Each of the 23 penguins involved in the study is equipped with a satellite tag, transmitting messages to overhead satellites, which triangulate the penguin’s position on the ocean’s surface. Some of the devices are able to send stored GPS positions by text message every two days. The tags are attached to the bird’s lower back using cloth tape under a small patch of feathers, and are secured with cable ties.

For Zoology PhD candidate Mel Young, this research has been a long time coming. Young has been involved with yellow-eyed penguin conservation and research for over 13 years, and is anxiously watching this season’s cohort of chicks as they transition to independence.

“We’ve seen a large decline in the number of young birds surviving to adulthood, and as a result the number of recruits has halved over a 70-year period,” says Young.

Ornithologist Lance Richdale studied yellow-eyed penguins from 1936 to 1952, recording survival of penguins up to one year of age (juveniles) at 32%, and subsequent recruitment to breed as adults at 26%.

Recent research by the University of Otago indicates a decline in both juvenile survival (to 20%) and recruitment to breed (to 12%).

“The current recruitment rate is unsustainable. Breeding adults need to be replaced.
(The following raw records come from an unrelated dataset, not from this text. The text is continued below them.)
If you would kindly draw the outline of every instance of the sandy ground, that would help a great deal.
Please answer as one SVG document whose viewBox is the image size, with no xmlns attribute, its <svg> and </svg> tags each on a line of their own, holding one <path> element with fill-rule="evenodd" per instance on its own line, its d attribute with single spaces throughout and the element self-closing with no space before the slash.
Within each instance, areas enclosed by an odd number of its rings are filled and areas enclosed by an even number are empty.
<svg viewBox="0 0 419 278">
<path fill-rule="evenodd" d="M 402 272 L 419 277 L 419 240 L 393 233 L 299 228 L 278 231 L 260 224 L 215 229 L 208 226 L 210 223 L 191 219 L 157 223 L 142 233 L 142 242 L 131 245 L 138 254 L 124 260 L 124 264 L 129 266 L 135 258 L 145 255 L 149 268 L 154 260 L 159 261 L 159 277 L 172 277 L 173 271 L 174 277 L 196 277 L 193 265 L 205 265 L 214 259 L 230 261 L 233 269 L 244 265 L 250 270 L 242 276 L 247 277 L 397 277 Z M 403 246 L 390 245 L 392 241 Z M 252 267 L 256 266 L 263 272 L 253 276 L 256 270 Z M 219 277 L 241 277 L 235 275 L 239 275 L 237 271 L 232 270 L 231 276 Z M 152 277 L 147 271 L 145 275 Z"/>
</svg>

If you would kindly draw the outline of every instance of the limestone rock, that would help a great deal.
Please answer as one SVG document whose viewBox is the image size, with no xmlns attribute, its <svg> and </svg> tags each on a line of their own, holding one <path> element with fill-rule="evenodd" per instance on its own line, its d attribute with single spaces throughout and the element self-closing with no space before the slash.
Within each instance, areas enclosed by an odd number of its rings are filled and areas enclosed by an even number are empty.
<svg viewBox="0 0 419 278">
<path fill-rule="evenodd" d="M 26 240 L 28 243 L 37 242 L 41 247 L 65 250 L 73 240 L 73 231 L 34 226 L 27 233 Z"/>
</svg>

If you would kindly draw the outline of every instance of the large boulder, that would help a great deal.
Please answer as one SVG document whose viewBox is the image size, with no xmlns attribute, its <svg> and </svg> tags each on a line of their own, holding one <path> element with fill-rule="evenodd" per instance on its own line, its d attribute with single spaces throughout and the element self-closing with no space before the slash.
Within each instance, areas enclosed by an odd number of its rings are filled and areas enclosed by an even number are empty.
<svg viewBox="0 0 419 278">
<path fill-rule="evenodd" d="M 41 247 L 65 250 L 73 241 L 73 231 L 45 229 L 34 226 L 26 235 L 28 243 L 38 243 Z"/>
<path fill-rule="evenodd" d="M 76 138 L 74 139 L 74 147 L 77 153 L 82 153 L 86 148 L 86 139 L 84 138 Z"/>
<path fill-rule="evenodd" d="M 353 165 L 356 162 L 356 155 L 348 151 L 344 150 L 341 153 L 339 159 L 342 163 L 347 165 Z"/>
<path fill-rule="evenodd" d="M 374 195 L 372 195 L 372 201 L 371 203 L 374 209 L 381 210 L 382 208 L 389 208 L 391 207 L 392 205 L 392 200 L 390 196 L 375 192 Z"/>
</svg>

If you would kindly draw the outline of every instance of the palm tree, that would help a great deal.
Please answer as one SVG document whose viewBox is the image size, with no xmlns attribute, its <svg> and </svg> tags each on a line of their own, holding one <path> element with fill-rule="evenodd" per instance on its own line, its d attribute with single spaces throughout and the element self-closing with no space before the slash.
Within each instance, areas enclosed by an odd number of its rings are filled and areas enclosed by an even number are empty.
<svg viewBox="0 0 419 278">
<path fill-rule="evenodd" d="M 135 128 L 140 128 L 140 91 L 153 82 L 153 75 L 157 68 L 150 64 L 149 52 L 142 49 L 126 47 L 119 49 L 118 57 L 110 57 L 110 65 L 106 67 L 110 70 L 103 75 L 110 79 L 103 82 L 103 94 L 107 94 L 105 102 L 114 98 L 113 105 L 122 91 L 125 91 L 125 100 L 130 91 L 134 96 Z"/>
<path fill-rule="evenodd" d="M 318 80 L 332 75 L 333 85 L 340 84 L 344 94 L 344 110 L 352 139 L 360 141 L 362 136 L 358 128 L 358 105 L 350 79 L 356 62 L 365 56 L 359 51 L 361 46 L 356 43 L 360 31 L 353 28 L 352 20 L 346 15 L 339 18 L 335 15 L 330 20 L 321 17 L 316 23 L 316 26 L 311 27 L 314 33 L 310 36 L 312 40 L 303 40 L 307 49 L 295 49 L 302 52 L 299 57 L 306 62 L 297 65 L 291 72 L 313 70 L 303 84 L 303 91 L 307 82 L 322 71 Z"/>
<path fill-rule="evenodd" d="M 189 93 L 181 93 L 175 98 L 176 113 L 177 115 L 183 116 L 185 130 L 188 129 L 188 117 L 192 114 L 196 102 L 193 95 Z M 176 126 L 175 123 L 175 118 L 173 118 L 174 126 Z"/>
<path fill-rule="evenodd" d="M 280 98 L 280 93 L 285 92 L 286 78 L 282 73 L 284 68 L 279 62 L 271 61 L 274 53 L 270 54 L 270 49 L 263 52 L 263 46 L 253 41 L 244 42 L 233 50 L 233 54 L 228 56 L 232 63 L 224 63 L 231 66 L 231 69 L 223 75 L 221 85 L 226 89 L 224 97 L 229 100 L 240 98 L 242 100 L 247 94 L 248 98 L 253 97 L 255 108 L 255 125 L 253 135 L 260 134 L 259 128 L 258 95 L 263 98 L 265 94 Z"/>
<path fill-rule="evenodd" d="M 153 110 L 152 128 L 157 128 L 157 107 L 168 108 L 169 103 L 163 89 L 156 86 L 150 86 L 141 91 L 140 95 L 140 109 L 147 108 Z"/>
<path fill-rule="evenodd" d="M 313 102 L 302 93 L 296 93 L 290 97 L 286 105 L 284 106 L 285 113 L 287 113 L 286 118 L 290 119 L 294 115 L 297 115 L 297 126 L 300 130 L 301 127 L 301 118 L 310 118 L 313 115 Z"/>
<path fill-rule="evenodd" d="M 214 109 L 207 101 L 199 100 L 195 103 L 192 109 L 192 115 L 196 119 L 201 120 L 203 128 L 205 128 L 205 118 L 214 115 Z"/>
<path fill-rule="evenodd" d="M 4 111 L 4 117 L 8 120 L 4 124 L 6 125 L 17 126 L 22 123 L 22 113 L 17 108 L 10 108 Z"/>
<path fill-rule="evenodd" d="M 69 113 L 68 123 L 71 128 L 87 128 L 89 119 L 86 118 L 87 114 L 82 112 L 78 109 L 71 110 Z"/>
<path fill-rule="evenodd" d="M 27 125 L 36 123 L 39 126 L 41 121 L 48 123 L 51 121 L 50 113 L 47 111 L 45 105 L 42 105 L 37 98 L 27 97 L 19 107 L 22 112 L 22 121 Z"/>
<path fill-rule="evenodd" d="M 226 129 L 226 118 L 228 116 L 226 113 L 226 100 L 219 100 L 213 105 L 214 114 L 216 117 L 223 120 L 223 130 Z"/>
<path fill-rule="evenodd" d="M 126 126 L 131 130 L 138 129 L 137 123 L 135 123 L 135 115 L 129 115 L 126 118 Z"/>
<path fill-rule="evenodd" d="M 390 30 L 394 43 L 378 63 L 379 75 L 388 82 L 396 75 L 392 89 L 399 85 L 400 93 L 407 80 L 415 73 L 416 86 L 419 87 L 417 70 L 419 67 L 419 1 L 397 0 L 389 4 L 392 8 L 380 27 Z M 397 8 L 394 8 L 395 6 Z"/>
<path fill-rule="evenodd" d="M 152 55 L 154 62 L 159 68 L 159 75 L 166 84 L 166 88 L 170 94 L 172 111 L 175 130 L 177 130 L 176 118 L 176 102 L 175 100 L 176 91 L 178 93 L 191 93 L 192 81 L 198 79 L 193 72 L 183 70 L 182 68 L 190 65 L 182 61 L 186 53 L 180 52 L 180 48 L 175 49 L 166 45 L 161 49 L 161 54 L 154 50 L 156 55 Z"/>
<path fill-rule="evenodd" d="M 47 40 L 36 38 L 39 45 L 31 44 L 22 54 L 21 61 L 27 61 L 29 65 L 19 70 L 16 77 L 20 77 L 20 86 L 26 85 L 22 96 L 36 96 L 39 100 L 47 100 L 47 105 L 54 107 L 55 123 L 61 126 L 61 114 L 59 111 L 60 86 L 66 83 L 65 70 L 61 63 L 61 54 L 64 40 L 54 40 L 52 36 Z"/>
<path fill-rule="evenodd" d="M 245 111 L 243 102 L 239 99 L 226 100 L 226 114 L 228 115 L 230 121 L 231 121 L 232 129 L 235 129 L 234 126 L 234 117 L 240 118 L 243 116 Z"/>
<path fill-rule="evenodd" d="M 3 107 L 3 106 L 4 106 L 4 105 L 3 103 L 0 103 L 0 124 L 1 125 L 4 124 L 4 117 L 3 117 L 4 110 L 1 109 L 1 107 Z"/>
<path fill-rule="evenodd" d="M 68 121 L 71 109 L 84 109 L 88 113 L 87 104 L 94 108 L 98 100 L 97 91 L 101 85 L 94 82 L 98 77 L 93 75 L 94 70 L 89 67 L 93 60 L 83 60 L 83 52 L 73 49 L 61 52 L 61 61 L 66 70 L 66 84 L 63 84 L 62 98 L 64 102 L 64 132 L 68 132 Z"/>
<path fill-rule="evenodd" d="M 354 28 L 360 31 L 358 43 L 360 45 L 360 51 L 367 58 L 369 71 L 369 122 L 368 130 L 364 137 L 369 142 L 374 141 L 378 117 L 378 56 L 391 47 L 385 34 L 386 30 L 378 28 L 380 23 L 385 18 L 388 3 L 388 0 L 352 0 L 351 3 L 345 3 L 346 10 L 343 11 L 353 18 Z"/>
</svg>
We need to find out which factors are shaping juvenile survival of yellow-eyed penguins at this critical life stage,” Young says.

Associate Professor Yolanda van Heezik of the University’s Department of Zoology says:

“It’s only in recent years that tracking technology has become small enough that we can safely carry out this kind of study – it has been very exciting seeing just where these young birds go”.

Penguin tracking is expensive. Grants and donations were used to buy 20 satellite tags for this season’s research, with last season’s pilot study being funded by the Conservation Services Programme, Department of Conservation.

China Travel Services, The Antarctic Research Trust, Birds New Zealand, Save the Otago Peninsula Incorporated Society, and the South Otago and Southland branches of Forest and Bird contributed to funding this season’s satellite tags. The research is a collaboration with the Department of Conservation.

At this stage, 15 of 23 penguins have moved away from the areas in which they were hatched, heading north up the east coast of the South Island. One Catlins penguin, known as Takaraha, has travelled over 470 kilometres. Over the weekend, Takaraha rounded Banks Peninsula, and latest data shows Takaraha 10 nautical miles east of Gore Bay.

Professor Phil Seddon of Otago’s Department of Zoology says people on or around the coast can play an important part in the research.

“We hope members of the public can assist us in this research by reporting any sightings of a penguin with a tracker on. It’s important that people don’t try to approach any penguins however, but rather just leave them alone, and contact us,” Professor Seddon says.

University of Otago Zoology researcher Dr Thomas Mattern says the study will provide crucial data to assist in pinpointing the factors leading to early deaths in yellow-eyed penguins.

“Survival rates in the first year of a yellow-eyed penguin’s life are very low. It is vital to determine where they go during that period in order to do what we can to improve their chances. There is quite some urgency, as we are facing the loss of the species from the New Zealand mainland in the next few decades,” Mattern says.

Though the situation is concerning, Young feels optimistic about the yellow-eyed penguins’ future.

“We can use the data from satellite tracking to improve our understanding of important foraging areas and influence the management of regional threats to juvenile survival at these locations. Stopping the decline of yellow-eyed penguins relies on evidence-based decision-making, and the University of Otago is doing its part to gather that evidence.”